The U.S. Department of Health and Human Services Office of Inspector General (OIG), has produced literature regarding their intention to prosecute private equity firms who do not conduct proper due diligence in healthcare deals. At this time, a few private equity firms have been charged in civil litigation cases for healthcare fraud related civil allegations. However, the OIG has stated that healthcare laws with criminal penalties are not off the table. How does this impact deal flow? Knowing who now stands over the shoulder of private equity, venture capital, family offices (“PE Groups”) is essential, because it dictates what they will have to look for in acquisitions to come.
Compliance with billing and coding practices should be at the top of the list for PE Groups conducting a sort of regulatory due diligence. Medicare Advantage has become an area of concern as well, as the government is aware and realizes that there is opportunity for improper billing under Medicare Advantage coding and billing procedures, also known as MRA gaming. PE Group dollars will be more than ever looking for medical group sellers who are compliant. In the past these hurdles and issues were simply used as deficiencies that effectively reduced the purchase price. A medical group seller must ensure that their structure, contractual arrangements, tax filings, compliance with COVID-19 aid, billing and coding, and internal policies and procedures are in tip top shape. The foundation to continuing revenue in healthcare is compliance, and PE Groups have learned that if a Medical Group is non-compliant, the money faucet is turned off.
Medical Groups of all sizes, from solo practitioners to thousands of providers, shall require compliance plans that are both properly followed and enforced. The need for a compliance officer within a medical practice (not the owner), is a requirement when seeking reimbursement from a governmental payor. Commercial carriers will surely follow any requirements set out by the OIG as it relates to government payor enforcement.

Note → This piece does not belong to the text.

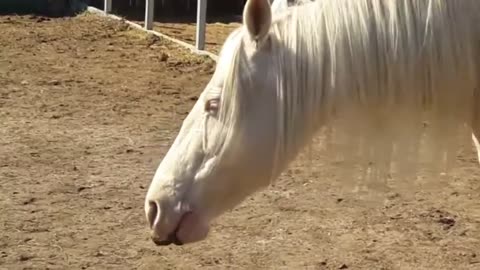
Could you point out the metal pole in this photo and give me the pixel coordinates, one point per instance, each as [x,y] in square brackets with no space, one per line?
[201,24]
[149,7]
[107,6]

The DOJ has also released guidance that deal documents shall be subject to scrutiny where due diligence and representation and warranties shall be parts of the deals which are reviewed. These are the areas where a buyer and a seller can prove that proper due diligence was conducted, and if any bad acts (healthcare fraud) were discovered, it was self-reported.
The Biden-Harris Administration has released guidance over healthcare spending in the United States and has directly blamed the involvement of private equity in the healthcare space as the main driver for increased spending on healthcare. Healthcare was 17.3% of the national GDP in spending in 2022. That was a 4.1% increase from the previous year. The Executive branch is committed to curtailing the involvement of PE Groups in the healthcare sector and will continue to do so via OIG and DOJ enforcement, and Anti-Trust legislation. Before going to market, medical groups need to be aware of and prepare for the level of scrutiny that the current regulatory landscape is dictating.